BIOGRAPHY

Lisa Bick is an American artist from Washington, D.C. She is best known for her encaustic or wax-based paintings as well as her mixed media work in textile and photography. Her work has been exhibited at numerous fine art institutions and galleries, including the Indianapolis Museum of Art and the National Encaustic Art Institute in Santa Fe, New Mexico, where her work is also part of the permanent collection. Lisa trained in photography at George Washington University and holds a Bachelor of Arts in Studio Art with a concentration in textile and fiber arts from Indiana University. She currently lives and works in Santa Fe, New Mexico.

 

ARTIST STATEMENT

I was raised in Washington, D.C., where I spent hours of my life exploring the halls of the National Gallery of Art as well as the Textile Museum, the Renwick, the Corcoran and the Phillips Collection. Art and the act of creating are simply my second nature. 

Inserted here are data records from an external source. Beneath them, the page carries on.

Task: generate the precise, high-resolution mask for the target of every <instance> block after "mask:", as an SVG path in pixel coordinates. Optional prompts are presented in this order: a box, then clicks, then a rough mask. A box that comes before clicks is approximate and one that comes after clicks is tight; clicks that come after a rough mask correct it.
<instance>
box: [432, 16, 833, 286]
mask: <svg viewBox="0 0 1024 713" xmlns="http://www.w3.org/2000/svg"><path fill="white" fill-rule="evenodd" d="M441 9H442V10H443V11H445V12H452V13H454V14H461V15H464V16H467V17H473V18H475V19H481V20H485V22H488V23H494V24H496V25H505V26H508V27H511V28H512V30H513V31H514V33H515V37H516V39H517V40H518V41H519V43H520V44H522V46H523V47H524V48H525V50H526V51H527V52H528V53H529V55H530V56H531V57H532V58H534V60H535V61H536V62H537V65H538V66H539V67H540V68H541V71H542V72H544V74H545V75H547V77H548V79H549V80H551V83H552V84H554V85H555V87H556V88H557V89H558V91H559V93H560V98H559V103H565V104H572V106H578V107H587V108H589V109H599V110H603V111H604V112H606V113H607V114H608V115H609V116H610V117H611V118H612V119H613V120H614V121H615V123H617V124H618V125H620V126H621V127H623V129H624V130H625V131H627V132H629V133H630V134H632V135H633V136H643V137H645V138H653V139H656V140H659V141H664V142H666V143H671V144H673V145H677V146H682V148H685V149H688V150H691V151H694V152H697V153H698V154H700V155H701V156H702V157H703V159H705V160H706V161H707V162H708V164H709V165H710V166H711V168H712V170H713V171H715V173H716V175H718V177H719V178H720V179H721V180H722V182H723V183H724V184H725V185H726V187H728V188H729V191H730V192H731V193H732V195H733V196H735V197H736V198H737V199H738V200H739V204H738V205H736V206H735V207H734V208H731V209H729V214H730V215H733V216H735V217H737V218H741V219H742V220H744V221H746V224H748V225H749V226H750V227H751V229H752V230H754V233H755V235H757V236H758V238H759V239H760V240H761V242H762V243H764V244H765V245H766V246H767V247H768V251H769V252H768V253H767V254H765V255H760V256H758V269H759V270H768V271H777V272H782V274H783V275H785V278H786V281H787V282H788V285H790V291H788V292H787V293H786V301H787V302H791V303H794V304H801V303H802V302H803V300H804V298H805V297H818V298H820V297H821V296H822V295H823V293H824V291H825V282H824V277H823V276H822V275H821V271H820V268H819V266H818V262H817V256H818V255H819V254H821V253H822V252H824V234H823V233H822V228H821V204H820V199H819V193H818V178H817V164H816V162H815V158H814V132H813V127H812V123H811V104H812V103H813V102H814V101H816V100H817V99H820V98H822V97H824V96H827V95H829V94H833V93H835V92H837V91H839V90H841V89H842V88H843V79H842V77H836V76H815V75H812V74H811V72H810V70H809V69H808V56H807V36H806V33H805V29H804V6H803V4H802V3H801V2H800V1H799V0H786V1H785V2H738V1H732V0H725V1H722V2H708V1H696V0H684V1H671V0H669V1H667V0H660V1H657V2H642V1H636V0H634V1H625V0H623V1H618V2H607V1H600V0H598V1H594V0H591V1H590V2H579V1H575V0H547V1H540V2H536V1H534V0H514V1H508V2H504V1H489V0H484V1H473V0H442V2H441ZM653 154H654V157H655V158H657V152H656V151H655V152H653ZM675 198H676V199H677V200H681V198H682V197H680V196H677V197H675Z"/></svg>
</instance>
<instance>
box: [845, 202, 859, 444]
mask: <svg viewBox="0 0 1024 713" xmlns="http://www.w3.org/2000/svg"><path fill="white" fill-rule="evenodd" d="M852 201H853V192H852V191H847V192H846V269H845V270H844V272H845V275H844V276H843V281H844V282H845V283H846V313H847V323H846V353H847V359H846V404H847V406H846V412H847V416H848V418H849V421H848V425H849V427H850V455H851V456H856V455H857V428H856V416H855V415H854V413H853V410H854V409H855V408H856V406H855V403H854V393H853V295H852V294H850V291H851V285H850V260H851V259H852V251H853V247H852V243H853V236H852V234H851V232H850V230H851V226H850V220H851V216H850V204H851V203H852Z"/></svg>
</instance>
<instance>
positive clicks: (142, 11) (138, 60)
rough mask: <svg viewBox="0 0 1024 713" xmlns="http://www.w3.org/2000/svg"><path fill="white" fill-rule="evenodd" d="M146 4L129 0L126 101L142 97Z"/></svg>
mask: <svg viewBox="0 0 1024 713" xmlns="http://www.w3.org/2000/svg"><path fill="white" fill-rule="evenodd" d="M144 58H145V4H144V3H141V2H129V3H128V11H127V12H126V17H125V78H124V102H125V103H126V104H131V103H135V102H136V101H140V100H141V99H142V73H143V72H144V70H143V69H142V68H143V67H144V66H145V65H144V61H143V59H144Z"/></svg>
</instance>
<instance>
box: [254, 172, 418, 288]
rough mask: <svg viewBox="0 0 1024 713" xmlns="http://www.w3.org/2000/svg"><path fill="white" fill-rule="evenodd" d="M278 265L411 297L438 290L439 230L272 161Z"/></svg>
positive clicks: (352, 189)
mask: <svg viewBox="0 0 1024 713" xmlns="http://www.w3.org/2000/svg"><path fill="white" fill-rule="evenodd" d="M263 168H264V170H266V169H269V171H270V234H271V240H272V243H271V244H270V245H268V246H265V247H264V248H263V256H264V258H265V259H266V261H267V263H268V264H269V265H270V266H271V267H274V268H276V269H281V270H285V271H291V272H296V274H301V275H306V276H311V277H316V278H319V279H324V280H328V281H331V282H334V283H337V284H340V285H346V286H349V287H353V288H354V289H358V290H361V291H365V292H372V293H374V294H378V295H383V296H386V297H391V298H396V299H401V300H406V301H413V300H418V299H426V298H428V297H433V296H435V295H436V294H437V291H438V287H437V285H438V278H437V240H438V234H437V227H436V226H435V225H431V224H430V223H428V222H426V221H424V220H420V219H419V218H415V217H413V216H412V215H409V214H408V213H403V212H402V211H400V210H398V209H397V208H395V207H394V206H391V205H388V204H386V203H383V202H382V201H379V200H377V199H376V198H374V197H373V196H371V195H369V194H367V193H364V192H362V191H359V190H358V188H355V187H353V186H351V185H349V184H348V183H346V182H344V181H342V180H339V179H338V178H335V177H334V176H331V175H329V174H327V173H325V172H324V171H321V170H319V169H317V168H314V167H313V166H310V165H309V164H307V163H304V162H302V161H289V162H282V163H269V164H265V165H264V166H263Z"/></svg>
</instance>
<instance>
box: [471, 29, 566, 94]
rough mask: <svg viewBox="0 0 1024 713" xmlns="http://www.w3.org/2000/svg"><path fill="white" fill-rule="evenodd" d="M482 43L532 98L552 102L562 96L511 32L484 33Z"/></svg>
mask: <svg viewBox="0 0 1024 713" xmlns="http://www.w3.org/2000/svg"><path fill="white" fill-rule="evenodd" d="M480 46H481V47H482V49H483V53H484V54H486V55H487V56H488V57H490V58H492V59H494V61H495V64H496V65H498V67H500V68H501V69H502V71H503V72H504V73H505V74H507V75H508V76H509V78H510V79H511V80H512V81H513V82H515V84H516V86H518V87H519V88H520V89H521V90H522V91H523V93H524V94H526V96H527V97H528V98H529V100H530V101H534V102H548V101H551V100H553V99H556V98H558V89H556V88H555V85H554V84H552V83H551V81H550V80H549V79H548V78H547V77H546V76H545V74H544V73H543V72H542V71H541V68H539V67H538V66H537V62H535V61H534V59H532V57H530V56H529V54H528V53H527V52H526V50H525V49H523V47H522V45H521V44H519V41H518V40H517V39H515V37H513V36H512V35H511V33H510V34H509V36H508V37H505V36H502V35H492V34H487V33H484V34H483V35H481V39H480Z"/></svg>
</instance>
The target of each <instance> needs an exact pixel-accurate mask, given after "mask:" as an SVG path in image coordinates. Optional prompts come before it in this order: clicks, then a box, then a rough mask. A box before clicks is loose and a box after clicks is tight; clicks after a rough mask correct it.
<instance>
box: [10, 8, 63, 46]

I went to Indiana University where I earned a Fine Arts degree with a focus on printed and dyed textiles, which led me to explore weaving and photo silk-screening. Tactile fibers and the rich layering of textiles move me to speculation of the “in-between.” After years of focusing my practice on fiber art, photography, and the intersections between the two, I began experimenting with encaustic. It has been a revelation. The medium opened a space in which all my disciplines and interests come into dialogue and engage in a push-and-pull with one another.  The textural quality of the wax creates ephemeral veils that can screen or dissimulate imagery, poetry, photographs, and moods. Natural beeswax feels ancient and sacred as the layers evolve into windows between my spiritual self and my continuing investigations into the reason for being. What is outside or inside those windows and how to touch both at once is part of my quest to represent the past dragged into the present. Simple explorations for fragments of information, the architecture of interior spaces, and the construction of memory are the result of personal topologies marked by loss, longing, and desire. The fragility of encaustic has become the perfect medium for me to construct this matrix.

My story is simple, yet complex and interwoven with experiences that have shaped me. I lived in London briefly, and I recently spent a summer living and working in Tuscany. In the afternoons, I took trains to Florence or Lucca and found myself roaming cobblestoned streets, touching stones and sculptures or peering through courtyards and palace windows. Travels to China, Russia, India, Central America and Europe all come together to create ideas. Along the way, three children challenged me to expose their eyes to everything small and infinite in the world with as much creativity as possible. Every day, in my own world, I strive to do the same.